KRITIK AN GEPLANTER REFORM
Sozialverband fürchtet Nachteile für Menschen mit Behinderung
Von Uwe Westdörp, 22.10.2018, 01:00 Uhr
Der Sozialverband VdK Deutschland warnt vor deutlichen Verschlechterungen für Menschen mit Behinderung. Laut VdK droht durch eine geplante Reform die Gefahr, dass die Versorgungsämter künftig niedrigere Grade der Behinderung (GdB) feststellen. Dies könne teilweise zum Verlust des Nachteilsausgleichs und von Schutzregelungen führen, heißt es in einer Stellungnahme des Verbandes, die unserer Redaktion vorliegt. Nachteilsausgleiche sind zum Beispiel unentgeltliche Beförderung im öffentlichen Personenverkehr, steuerliche Erleichterungen, Zusatzurlaub und ein verbesserter Kündigungsschutz.

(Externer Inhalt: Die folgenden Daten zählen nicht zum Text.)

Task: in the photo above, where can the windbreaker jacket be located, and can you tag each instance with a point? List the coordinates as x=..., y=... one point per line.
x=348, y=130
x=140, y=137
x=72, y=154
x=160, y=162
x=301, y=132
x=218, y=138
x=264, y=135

Der VdK stößt sich an einem Referentenentwurf des Bundessozialministeriums zur Fortschreibung der so genannten Versorgungsmedizin-Verordnung. Diese Verordnung regelt, welche Kriterien erfüllt sein müssen, damit ein Grad der Behinderung zuerkannt wird. Geprüft werden dabei körperliche, seelische, geistige oder Sinnesbeeinträchtigungen. Der Umfang der Einschränkung wird laut geltendem Sozialgesetzbuch mit dem Grad der Behinderung in Zehnergraden von 20 bis 100 beschrieben. Als schwerbehindert gelten Menschen, denen ein GdB von mindestens 50 zuerkannt wird. Ende 2017 hatten rund 7,8 Millionen Menschen in Deutschland diesen Status.
Künftig soll nun bei der Prüfung der Versorgungsämter auch der Einsatz medizinischer Hilfsmittel und alltäglicher Gebrauchsgegenstände berücksichtigt werden. Mit einer solch pauschalen Festlegung würden aber viele Betroffene benachteiligt, kritisiert der VdK. Er argumentiert, Hilfsmittel würden Beeinträchtigungen beim einzelnen unterschiedlich gut ausgleichen.
Ebenfalls gravierende Auswirkungen hätte dem Sozialverband zufolge die geplante Überarbeitung der „Heilungsbewährung“. Bisher wurde bei bestimmten Erkrankungen, etwa bei einer Krebsdiagnose, pauschal der Schwerbehindertenstatus für mindestens fünf Jahre zuerkannt. Das könnte sich laut VdK künftig ändern. Er befürchtet eine Verkürzung der Heilungsbewährung und niedrigere Einstufungen beim Grad der Behinderung. „So soll nach dem Entwurf eine akute Leukämie nach dem ersten Jahr der Diagnosestellung bei kompletter klinischer Remission unabhängig von der durchgeführten Therapie eine Heilungsbewährung von drei Jahren haben. Danach wird der GdB herabgestuft, je nach verbliebenen Auswirkungen auf minimal GdB 30.“
Begründet werden die geplanten strengeren Regeln unter anderem mit dem medizinischen Fortschritt auch bei schweren und chronischen Erkrankungen, mit der besseren Hilfsmittelversorgung und dem Abbau von Mobilitätsbarrieren im öffentlichen Raum. VdK-Präsidentin Verena Bentele lässt dies nicht gelten: „Jede einzelne dieser Begründungen stößt bei uns im VdK auf komplettes Unverständnis. All das deckt sich nicht mit der Lebensrealität unserer Mitglieder. Die Teilhabemöglichkeiten für Menschen mit Behinderung mögen sich teilweise etwas verbessert haben, aber das rechtfertigt nicht diese pauschale und deutliche Verschärfung.“
Kritisch sieht der VdK auch Änderungen bei der Bildung eines Gesamt-GdB, wenn also mehrere Beeinträchtigungen zusammenkommen: „Dabei sollen nur noch Einzel-GdB über 20 berücksichtigt werden. Gleichzeitig sollen viele Beeinträchtigungen nur mit geringem GdB von 10 oder 20 bewertet werden.“ Es könne deshalb sein, dass künftig weniger Menschen überhaupt den Schwerbehindertenstatus mit mindestens GdB 50 erreichen. „Zudem droht die Gefahr, dass viele Betroffene ihren Schwerbehindertenstatus oder ihre Merkzeichen und damit auch Nachteilsausgleiche verlieren.“ Der VdK fordert deshalb einen unbeschränkten Bestandsschutz für vorhandene GdB und Merkzeichen, damit heute Betroffene nicht zu Verlierern werden.